I still meant that I would use AS for interapplication communication, but instead of using NSApplescript, I was wondering if I could put a full script inside the package and then wire up a button to activate it (through the IB Applescript inspector) even though I didn’t create the project as an applescript studio app. I tried to compare the two projects (the current cocoa app and the previous incarnation as a ASStudio app) and the only difference I found was the inclusion of the AS frameworks. So I added it, wired up the button to message the script, but still didn’t get any activity (I tested it with just a simple “Hello World” script.) Am I missing something here? I know that I could just us a NSApplescript and read it in from the package, but I was hoping to let the applescript dynamically take some info from one of the text storage objects.

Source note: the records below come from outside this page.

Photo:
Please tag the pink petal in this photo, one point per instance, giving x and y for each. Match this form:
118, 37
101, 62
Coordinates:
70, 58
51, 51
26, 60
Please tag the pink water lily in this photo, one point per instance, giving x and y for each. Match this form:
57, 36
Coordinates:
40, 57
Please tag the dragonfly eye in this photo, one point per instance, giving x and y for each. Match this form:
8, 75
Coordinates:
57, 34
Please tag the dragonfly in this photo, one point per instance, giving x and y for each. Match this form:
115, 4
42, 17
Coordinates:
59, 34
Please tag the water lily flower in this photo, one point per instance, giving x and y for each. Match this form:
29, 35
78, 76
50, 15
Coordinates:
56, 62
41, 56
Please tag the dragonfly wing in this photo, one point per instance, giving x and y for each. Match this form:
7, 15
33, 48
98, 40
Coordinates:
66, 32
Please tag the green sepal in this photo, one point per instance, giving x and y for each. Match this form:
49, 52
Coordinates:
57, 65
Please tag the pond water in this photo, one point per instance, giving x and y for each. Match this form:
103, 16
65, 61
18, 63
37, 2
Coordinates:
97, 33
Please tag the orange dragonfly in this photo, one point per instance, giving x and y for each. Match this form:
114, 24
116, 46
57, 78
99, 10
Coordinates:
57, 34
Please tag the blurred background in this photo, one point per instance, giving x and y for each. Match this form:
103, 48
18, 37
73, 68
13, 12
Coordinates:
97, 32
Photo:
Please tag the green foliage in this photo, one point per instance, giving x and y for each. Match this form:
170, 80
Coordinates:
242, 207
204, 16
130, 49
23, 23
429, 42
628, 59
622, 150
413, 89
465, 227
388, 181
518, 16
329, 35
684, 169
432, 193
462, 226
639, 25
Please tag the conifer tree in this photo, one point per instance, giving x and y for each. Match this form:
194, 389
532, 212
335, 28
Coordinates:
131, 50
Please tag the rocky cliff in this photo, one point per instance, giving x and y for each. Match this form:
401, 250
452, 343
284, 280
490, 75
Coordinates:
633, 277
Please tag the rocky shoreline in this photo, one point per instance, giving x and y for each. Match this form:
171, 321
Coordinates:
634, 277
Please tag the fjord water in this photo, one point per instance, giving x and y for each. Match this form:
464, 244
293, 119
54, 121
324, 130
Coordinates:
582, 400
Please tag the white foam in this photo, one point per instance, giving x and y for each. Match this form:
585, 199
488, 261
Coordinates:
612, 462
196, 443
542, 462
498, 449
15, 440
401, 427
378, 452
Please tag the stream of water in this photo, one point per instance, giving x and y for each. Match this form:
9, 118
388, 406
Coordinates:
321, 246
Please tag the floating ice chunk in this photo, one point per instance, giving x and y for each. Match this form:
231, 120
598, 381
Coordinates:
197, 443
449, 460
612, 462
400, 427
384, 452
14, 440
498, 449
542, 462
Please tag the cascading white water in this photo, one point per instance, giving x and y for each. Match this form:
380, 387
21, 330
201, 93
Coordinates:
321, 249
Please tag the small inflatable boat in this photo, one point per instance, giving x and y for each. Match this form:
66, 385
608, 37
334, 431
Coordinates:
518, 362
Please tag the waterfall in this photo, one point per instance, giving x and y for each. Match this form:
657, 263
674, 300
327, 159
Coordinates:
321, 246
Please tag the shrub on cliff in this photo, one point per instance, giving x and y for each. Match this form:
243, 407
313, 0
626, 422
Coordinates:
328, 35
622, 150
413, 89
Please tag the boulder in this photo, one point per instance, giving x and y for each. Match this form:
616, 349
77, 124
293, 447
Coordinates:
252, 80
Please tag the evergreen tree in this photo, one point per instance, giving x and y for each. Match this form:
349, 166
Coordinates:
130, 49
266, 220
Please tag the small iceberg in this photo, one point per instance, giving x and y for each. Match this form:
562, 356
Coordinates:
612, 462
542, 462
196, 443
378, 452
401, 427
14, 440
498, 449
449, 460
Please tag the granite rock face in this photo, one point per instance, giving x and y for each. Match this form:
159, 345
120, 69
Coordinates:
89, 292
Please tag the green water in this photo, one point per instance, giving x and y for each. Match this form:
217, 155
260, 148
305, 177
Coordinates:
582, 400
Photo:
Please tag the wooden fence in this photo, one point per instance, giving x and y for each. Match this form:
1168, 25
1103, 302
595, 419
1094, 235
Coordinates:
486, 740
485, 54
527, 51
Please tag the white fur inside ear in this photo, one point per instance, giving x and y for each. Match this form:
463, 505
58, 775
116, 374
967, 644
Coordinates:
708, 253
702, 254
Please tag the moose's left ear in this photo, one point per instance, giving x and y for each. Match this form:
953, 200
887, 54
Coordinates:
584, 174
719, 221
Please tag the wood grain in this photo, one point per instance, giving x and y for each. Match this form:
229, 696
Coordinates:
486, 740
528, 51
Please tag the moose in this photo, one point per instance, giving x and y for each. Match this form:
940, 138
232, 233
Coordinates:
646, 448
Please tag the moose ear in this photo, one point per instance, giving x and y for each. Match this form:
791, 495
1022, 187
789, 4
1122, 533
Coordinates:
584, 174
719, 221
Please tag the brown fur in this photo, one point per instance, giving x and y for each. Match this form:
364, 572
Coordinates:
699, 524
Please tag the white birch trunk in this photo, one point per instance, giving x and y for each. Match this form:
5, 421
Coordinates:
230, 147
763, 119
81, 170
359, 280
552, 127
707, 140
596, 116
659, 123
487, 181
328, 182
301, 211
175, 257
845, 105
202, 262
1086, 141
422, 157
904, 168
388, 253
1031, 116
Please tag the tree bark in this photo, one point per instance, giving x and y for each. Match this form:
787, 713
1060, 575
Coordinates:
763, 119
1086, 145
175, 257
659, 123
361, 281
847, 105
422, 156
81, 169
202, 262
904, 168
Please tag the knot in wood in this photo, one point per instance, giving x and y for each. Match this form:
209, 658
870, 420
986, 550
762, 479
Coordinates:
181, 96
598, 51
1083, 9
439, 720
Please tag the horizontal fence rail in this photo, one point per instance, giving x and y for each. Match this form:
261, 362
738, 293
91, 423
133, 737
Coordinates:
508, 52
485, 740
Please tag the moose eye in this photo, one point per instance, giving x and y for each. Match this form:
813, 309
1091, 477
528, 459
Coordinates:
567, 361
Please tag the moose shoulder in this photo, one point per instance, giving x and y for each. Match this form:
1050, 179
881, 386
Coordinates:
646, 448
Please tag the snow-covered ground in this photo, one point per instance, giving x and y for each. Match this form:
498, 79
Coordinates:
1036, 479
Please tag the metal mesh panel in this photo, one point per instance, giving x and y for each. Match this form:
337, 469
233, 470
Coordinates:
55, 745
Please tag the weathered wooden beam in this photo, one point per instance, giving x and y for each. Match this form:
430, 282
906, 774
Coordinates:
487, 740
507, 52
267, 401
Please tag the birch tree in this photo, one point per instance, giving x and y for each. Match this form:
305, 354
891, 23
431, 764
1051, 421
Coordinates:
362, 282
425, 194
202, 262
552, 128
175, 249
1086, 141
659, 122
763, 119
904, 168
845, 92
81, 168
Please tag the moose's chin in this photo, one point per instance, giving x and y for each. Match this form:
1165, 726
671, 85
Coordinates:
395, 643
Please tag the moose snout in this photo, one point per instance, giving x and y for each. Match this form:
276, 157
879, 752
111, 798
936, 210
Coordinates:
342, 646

For prewritten scripts, using NSAppleScript to compile and execute them is quite simple.
If you need to supply the script with arbitrary data then code generation is a crude technique, and it’s important you’re aware of the pitfalls; e.g. creating a literal string using stuff like ‘src = “hello "%s"” % name’ is all well and good until ‘name’ contains an unescaped backslash or double-quote and then you’ve got at best a fatal bug and at worst a glaring security hole. A far safer and more powerful solution is to assemble an Apple event (see NSAppleEventDescriptor) and pass that to your NSAppleScript instance’s executeAppleEvent:Error: method to invoke the appropriate handler in your script, passing in any relevant parameters.
There are a number of ways to do IPC on OS X (e.g. shared memory, unix pipes, Mach messages, sockets, Apple events, Distributed Objects) though talking to TextEdit will require Apple events. And there’s a variety of ways to send AEs: AppleScript is an obvious one, but you can also use the original Apple Event Manager API or a combination of NSAppleEventDescriptors (to build events) and AEM (to send them); somewhat verbose but quite doable. Various other languages have bindings available, e.g. Perl’s Mac::Glue and Python’s appscript.
Thanks everyone for the help. I could have spent weeks just to find out in the end it wasn’t possible to begin with.
Looks like I’ll probably end up making it a plugin of the original app (Mori Notebook) although since it does support services NSService might work.